Renforcer les capacités des acteurs
Depuis l’indépendance, de nombreux programmes de formation ont contribué à faire émerger des leaders paysans au Bénin. La Conférence nationale de 1990 a introduit la liberté d’organisation. En 1991, une lettre de déclaration de politique de développement rural a tracé le cadre général du recentrage de l’État qui s’est progressivement désengagé du secteur productif et commercial. Un programme a été mis en place pour assurer le transfert de certaines fonctions aux organisations paysannes (PRSA). Toutefois les résistances ont été fortes et aujourd’hui encore, malgré les déclarations d’intention, des programmes sont élaborés sans les bénéficiaires. Beaucoup d’ONG se sont créées mais elles n’ont pas toujours les compétences nécessaire.

Deux expériences (l’appui aux Unions départementales de producteurs (UDP) du Zou, soutenu par l’AFD, et du Borgou, soutenu par la Coopération suisse, ont permis aux OP de recruter des cadres salariés et de contractualiser avec des prestataires de services. Les résultats obtenus sont encourageants mais encore inégaux. Confier la maîtrise des opérations à des OP a ses limites, même si les organisations de producteurs sont mieux structurées en zone cotonnière. L’apprentissage et la formation des dirigeants et des salariés devraient permettre d’assurer progressivement cette maîtrise d’oeuvre.

Au Sénégal, l’exemple de la réforme des institutions du secteur agricole a montré la capacité des OP à «domestiquer» les programmes de la Banque Mondiale et à convaincre cette dernière de travailler autant avec l’État qu’avec les organisations paysannes. Cela a été rendu possible par la participation des OP, deux ans auparavant, dans le processus d’élaboration du Programme d’ajustement structurel du secteur agricole (PASA).

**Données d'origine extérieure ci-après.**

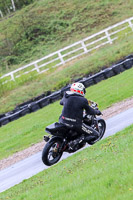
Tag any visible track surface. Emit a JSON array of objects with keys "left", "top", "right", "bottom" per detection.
[{"left": 0, "top": 108, "right": 133, "bottom": 192}]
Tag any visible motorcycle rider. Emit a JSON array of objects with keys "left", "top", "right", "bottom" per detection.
[{"left": 59, "top": 82, "right": 101, "bottom": 142}]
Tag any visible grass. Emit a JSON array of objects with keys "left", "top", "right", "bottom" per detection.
[
  {"left": 0, "top": 68, "right": 133, "bottom": 159},
  {"left": 0, "top": 125, "right": 133, "bottom": 200},
  {"left": 0, "top": 0, "right": 132, "bottom": 73},
  {"left": 0, "top": 32, "right": 133, "bottom": 113}
]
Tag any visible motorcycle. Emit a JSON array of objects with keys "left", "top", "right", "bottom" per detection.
[{"left": 42, "top": 101, "right": 106, "bottom": 166}]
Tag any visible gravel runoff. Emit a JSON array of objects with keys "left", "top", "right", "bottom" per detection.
[{"left": 0, "top": 97, "right": 133, "bottom": 170}]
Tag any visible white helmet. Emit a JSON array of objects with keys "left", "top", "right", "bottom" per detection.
[{"left": 70, "top": 82, "right": 86, "bottom": 96}]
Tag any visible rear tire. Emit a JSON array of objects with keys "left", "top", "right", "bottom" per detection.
[
  {"left": 88, "top": 119, "right": 106, "bottom": 145},
  {"left": 42, "top": 138, "right": 63, "bottom": 166}
]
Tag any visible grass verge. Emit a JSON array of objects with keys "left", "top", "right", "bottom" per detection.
[
  {"left": 0, "top": 125, "right": 133, "bottom": 200},
  {"left": 0, "top": 32, "right": 133, "bottom": 113},
  {"left": 0, "top": 68, "right": 133, "bottom": 159}
]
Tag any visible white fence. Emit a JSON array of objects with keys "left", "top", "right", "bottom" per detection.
[{"left": 0, "top": 17, "right": 133, "bottom": 83}]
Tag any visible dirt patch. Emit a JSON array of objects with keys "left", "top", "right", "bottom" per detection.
[{"left": 0, "top": 97, "right": 133, "bottom": 170}]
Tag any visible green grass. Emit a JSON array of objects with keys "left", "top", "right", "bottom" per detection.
[
  {"left": 0, "top": 125, "right": 133, "bottom": 200},
  {"left": 0, "top": 0, "right": 132, "bottom": 73},
  {"left": 0, "top": 68, "right": 133, "bottom": 159},
  {"left": 0, "top": 32, "right": 133, "bottom": 113},
  {"left": 0, "top": 0, "right": 133, "bottom": 114}
]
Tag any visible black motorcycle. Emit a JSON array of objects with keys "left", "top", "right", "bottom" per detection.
[{"left": 42, "top": 101, "right": 106, "bottom": 166}]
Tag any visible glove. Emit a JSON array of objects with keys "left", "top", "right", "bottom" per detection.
[{"left": 97, "top": 110, "right": 102, "bottom": 115}]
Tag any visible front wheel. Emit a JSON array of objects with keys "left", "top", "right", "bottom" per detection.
[
  {"left": 42, "top": 138, "right": 63, "bottom": 166},
  {"left": 89, "top": 119, "right": 106, "bottom": 145}
]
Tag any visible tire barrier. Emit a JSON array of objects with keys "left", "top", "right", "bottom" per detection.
[{"left": 0, "top": 55, "right": 133, "bottom": 127}]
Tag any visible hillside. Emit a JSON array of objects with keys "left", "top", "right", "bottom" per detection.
[
  {"left": 0, "top": 0, "right": 132, "bottom": 73},
  {"left": 0, "top": 0, "right": 133, "bottom": 114}
]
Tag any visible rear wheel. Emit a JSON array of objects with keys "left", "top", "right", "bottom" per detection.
[
  {"left": 42, "top": 138, "right": 63, "bottom": 166},
  {"left": 89, "top": 119, "right": 106, "bottom": 145}
]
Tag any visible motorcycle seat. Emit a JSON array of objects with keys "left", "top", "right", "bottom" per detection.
[{"left": 46, "top": 122, "right": 67, "bottom": 133}]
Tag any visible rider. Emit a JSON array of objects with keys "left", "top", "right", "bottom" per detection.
[{"left": 59, "top": 82, "right": 101, "bottom": 142}]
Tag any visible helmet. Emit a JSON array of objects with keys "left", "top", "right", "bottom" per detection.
[{"left": 70, "top": 82, "right": 86, "bottom": 96}]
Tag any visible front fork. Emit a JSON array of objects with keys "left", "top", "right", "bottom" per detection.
[{"left": 92, "top": 116, "right": 99, "bottom": 132}]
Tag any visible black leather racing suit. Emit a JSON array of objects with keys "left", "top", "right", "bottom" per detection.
[{"left": 59, "top": 91, "right": 101, "bottom": 142}]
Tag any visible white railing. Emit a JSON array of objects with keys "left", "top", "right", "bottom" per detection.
[{"left": 0, "top": 17, "right": 133, "bottom": 83}]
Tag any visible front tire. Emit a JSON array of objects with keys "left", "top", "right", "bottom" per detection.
[{"left": 42, "top": 138, "right": 63, "bottom": 166}]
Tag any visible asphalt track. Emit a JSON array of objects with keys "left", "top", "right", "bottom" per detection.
[{"left": 0, "top": 108, "right": 133, "bottom": 193}]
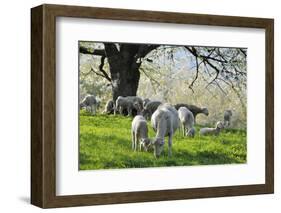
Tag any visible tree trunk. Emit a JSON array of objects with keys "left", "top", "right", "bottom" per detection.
[{"left": 109, "top": 55, "right": 140, "bottom": 101}]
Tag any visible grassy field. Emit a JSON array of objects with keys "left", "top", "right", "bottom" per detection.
[{"left": 79, "top": 111, "right": 247, "bottom": 170}]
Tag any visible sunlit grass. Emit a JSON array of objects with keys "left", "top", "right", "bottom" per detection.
[{"left": 79, "top": 111, "right": 247, "bottom": 170}]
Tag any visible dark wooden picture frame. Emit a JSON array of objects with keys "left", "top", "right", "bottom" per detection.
[{"left": 31, "top": 5, "right": 274, "bottom": 208}]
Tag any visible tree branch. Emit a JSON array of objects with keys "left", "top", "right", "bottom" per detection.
[{"left": 79, "top": 46, "right": 105, "bottom": 56}]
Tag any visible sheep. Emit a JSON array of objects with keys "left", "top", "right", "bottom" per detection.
[
  {"left": 79, "top": 95, "right": 99, "bottom": 115},
  {"left": 199, "top": 121, "right": 223, "bottom": 136},
  {"left": 131, "top": 115, "right": 151, "bottom": 151},
  {"left": 114, "top": 96, "right": 134, "bottom": 116},
  {"left": 143, "top": 98, "right": 150, "bottom": 108},
  {"left": 151, "top": 104, "right": 179, "bottom": 158},
  {"left": 178, "top": 107, "right": 195, "bottom": 136},
  {"left": 102, "top": 99, "right": 114, "bottom": 114},
  {"left": 174, "top": 103, "right": 209, "bottom": 123},
  {"left": 114, "top": 96, "right": 141, "bottom": 116},
  {"left": 125, "top": 96, "right": 143, "bottom": 110},
  {"left": 223, "top": 110, "right": 232, "bottom": 127},
  {"left": 187, "top": 127, "right": 195, "bottom": 138},
  {"left": 142, "top": 101, "right": 162, "bottom": 119}
]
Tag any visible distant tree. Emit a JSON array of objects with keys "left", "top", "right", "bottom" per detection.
[{"left": 79, "top": 43, "right": 247, "bottom": 104}]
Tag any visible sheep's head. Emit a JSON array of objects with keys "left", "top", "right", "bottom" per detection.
[
  {"left": 216, "top": 121, "right": 224, "bottom": 129},
  {"left": 152, "top": 138, "right": 164, "bottom": 158},
  {"left": 140, "top": 138, "right": 151, "bottom": 152},
  {"left": 202, "top": 107, "right": 209, "bottom": 116}
]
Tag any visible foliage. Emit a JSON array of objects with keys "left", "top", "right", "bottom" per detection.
[{"left": 79, "top": 113, "right": 247, "bottom": 170}]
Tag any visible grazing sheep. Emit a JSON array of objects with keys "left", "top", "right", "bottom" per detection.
[
  {"left": 131, "top": 115, "right": 150, "bottom": 151},
  {"left": 125, "top": 96, "right": 143, "bottom": 110},
  {"left": 223, "top": 110, "right": 232, "bottom": 127},
  {"left": 187, "top": 127, "right": 195, "bottom": 138},
  {"left": 80, "top": 95, "right": 99, "bottom": 115},
  {"left": 143, "top": 98, "right": 150, "bottom": 108},
  {"left": 151, "top": 104, "right": 179, "bottom": 158},
  {"left": 114, "top": 96, "right": 142, "bottom": 116},
  {"left": 178, "top": 107, "right": 195, "bottom": 136},
  {"left": 142, "top": 101, "right": 162, "bottom": 119},
  {"left": 175, "top": 103, "right": 209, "bottom": 123},
  {"left": 114, "top": 96, "right": 134, "bottom": 116},
  {"left": 200, "top": 121, "right": 223, "bottom": 135},
  {"left": 102, "top": 100, "right": 114, "bottom": 114}
]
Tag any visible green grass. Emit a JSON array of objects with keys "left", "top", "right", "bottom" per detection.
[{"left": 79, "top": 111, "right": 247, "bottom": 170}]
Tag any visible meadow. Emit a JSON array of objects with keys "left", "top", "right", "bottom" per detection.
[{"left": 79, "top": 111, "right": 247, "bottom": 170}]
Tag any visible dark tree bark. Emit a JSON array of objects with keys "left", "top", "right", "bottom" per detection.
[{"left": 79, "top": 43, "right": 158, "bottom": 101}]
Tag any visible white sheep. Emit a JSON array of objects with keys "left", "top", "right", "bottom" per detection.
[
  {"left": 199, "top": 121, "right": 223, "bottom": 136},
  {"left": 102, "top": 99, "right": 114, "bottom": 114},
  {"left": 131, "top": 115, "right": 150, "bottom": 151},
  {"left": 114, "top": 96, "right": 142, "bottom": 116},
  {"left": 187, "top": 127, "right": 195, "bottom": 138},
  {"left": 80, "top": 95, "right": 99, "bottom": 115},
  {"left": 223, "top": 110, "right": 232, "bottom": 127},
  {"left": 125, "top": 96, "right": 143, "bottom": 112},
  {"left": 151, "top": 104, "right": 179, "bottom": 158},
  {"left": 143, "top": 98, "right": 150, "bottom": 108},
  {"left": 178, "top": 107, "right": 195, "bottom": 136},
  {"left": 142, "top": 101, "right": 162, "bottom": 119}
]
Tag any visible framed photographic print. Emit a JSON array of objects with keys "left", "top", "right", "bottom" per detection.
[{"left": 31, "top": 5, "right": 274, "bottom": 208}]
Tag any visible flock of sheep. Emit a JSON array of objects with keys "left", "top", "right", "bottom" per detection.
[{"left": 80, "top": 95, "right": 232, "bottom": 157}]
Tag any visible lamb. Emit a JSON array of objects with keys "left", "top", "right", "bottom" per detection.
[
  {"left": 114, "top": 96, "right": 141, "bottom": 116},
  {"left": 178, "top": 107, "right": 195, "bottom": 137},
  {"left": 79, "top": 95, "right": 99, "bottom": 115},
  {"left": 131, "top": 115, "right": 151, "bottom": 151},
  {"left": 223, "top": 110, "right": 232, "bottom": 127},
  {"left": 151, "top": 104, "right": 179, "bottom": 158},
  {"left": 142, "top": 101, "right": 162, "bottom": 119},
  {"left": 199, "top": 121, "right": 223, "bottom": 136},
  {"left": 125, "top": 96, "right": 143, "bottom": 110},
  {"left": 187, "top": 127, "right": 195, "bottom": 138},
  {"left": 102, "top": 99, "right": 114, "bottom": 114},
  {"left": 175, "top": 103, "right": 209, "bottom": 123},
  {"left": 143, "top": 98, "right": 150, "bottom": 108}
]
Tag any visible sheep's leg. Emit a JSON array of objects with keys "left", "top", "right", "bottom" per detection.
[
  {"left": 127, "top": 107, "right": 132, "bottom": 116},
  {"left": 134, "top": 134, "right": 139, "bottom": 151},
  {"left": 139, "top": 140, "right": 142, "bottom": 152},
  {"left": 168, "top": 133, "right": 173, "bottom": 157},
  {"left": 132, "top": 131, "right": 135, "bottom": 150},
  {"left": 93, "top": 105, "right": 97, "bottom": 115}
]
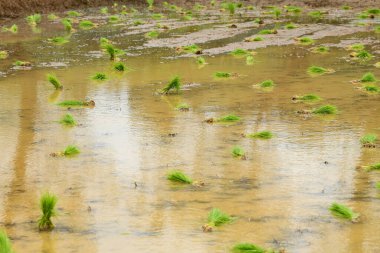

Au niveau du CNCR, les OP ont participé au programme de restructuration des services agricoles (PRSA) en vue de contrôler la qualité des services qui leur sont proposés. De plus, la Banque Mondiale a apporté des fonds au gouvernement sénégalais pour permettre aux OP de mobiliser leur expertise propre. Donc même si des difficultés subsistent, des paysans s’approprient progressivement ces mécanismes.